Assignment 7: Video Segmentation

Due: At the start of class, Thursday, April 6, 2017.

The purpose of this assignment is to understand and implement methods for shot boundary detection in a video sequence.

The assignment

In this assignment we'll detect shot boundaries in 151 frames from a well known cartoon (google “Snow White and the Seven Dwarfs Heigh Ho Song”). Shot boundaries mark transitions between “shots.” A shot is a sequence of frames where the camera sees more or less the same scene. In this case, shot boundaries mark the transition from one dwarf to another.

We can identify shot boundaries in two different ways:

You are given skeleton code for the assignment, Shot.py

The data

You are given 151 frames in a directory of .jpg files, each of size 90 by 120. You can get the images from colours.zip.

Manually find the shot boundaries. Record the last frame number of each shot (i.e., if the shot changes from frame 3 to 4, you should record 3 as a shot boundary). Note that the first and last frames in the entire sequence do not count as shot boundaries.

  1. (1 mark) Write the frame numbers of the shot boundaries as a list in the variable good_boundaries in the skeleton code, Shot.py.

Detecting boundaries using k-means

First, we will try k-means as a method to detect the shot boundaries. kmeans is a SciPy function that implements the k-means clustering algorithm -- look at its documentation to see how it works.

We are going to construct features for each frame using histograms of pixel values. The code to read the images and to create gray histograms is provided (see the function compute_gray_histograms).

Once we have the histograms for each frame, the task is to cluster them using k-means. We know, a priori, that there are 4 shots. Therefore, we use k=4 clusters. Once we have the cluster centers, we assign each frame's histogram to its associated cluster. Finally, we find frames where the cluster assignment changes, using the function cluster2boundaries provided. As a test, use the function get_boundaries_cost to evaluate how good this prediction is.

  1. (4 marks) Write the loop inside the code section starting with # === GRAY HISTOGRAMS ===, to compute histograms, to cluster them using k-means, to obtain shot boundaries and to evaluate the detected boundaries (storing the associated cost in the array gray_costs). This will produce a plot showing “Error in boundary detection” (vertical axis) versus the “Number of bins” used (horizontal axis).
  2. (2 marks) Write the body of the function compute_color_histograms. The function is analogous to compute_gray_histograms, but should compute one histogram for each color channel, and then concatenate the three histograms into one larger histogram.
  3. (4 marks) Write the loop inside the code section starting with # === COLOR HISTOGRAMS ===, analogous to the gray histogram loop above, but using the color histograms. This will produce a plot showing “Error in boundary detection” (vertical axis) versus the “Number of bins” used (horizontal axis).

Detecting boundaries using frame differences

Another way to detect shot boundaries is to detect changes between successive frames. For this part of the assignment, use only the gray value images.

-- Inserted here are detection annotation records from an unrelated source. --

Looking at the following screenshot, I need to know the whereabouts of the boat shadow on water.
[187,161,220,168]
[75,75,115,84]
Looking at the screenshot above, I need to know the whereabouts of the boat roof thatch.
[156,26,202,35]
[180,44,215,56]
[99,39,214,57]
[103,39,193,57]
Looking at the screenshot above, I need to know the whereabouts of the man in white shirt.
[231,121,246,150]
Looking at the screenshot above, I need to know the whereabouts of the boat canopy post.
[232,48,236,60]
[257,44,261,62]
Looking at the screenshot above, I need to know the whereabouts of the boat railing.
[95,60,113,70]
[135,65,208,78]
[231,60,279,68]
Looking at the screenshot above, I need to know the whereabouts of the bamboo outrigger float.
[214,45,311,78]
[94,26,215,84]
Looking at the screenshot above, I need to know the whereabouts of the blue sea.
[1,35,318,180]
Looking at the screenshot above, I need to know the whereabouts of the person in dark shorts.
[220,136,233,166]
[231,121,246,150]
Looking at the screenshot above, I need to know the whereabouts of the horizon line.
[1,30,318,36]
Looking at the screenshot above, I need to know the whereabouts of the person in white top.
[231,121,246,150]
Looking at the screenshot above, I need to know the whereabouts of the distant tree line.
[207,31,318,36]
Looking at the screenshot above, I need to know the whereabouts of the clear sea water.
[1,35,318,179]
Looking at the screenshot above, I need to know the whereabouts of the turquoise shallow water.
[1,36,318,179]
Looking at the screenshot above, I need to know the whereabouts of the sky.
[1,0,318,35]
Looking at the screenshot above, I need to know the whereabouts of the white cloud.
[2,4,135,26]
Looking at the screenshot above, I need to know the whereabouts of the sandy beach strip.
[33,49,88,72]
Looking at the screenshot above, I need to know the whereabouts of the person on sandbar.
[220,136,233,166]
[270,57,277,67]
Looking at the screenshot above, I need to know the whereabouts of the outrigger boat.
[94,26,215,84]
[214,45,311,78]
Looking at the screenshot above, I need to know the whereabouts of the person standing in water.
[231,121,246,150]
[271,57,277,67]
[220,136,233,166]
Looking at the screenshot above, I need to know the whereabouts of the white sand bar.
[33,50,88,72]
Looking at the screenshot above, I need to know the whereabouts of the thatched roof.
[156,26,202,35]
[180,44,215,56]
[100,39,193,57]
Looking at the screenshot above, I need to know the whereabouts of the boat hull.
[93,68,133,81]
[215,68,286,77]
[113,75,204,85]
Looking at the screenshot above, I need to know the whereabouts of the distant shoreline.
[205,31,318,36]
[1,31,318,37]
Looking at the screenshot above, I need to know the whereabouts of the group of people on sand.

Add code to your Shot.py file to implement the following measures of change between successive frames:

  1. (2 marks) Absolute frame difference: Compute the sum of the absolute pointwise differences between successive frames.
  2. (2 marks) Squared frame difference: Compute the sum of the squared pointwise differences between successive frames.
  3. (2 marks) Average gray level difference: Compute the average gray level for each frame and compute the difference between the averages in successive frames.
  4. (2 marks) Histogram difference: Compute the gray level histogram for each frame and compute the Euclidean distance between the histograms in successive frames. For the histograms, use 10 bins.
In each part, 5–8, produce the indicated titled/labeled plots of the difference measure (vertical axis) versus the frame number (horizontal axis).

Answer the following written questions:

  1. (3 marks) Which frame difference method is better? Why?
  2. (3 marks) We worked with shots without camera movement. Which of our six methods do you think would work best if the camera were slowly moving instead of static? Why?

Deliverables

Hand in a printed copy of your Shot.py file. This should include all the code added to complete parts 1–8. Include sufficient comments for others to easily understand what you have done. In addition, hand in the plots requested in parts 2, 4, and 5–8, and your answers to the questions in parts 9 and 10.

Electronic Handin

For this assignment, we are offering the option of electronic handin for the requested plots. Refer to the department's Handin instructions for information about submitting assignments electronically. The course account is cs425 and the assignment name is hw7.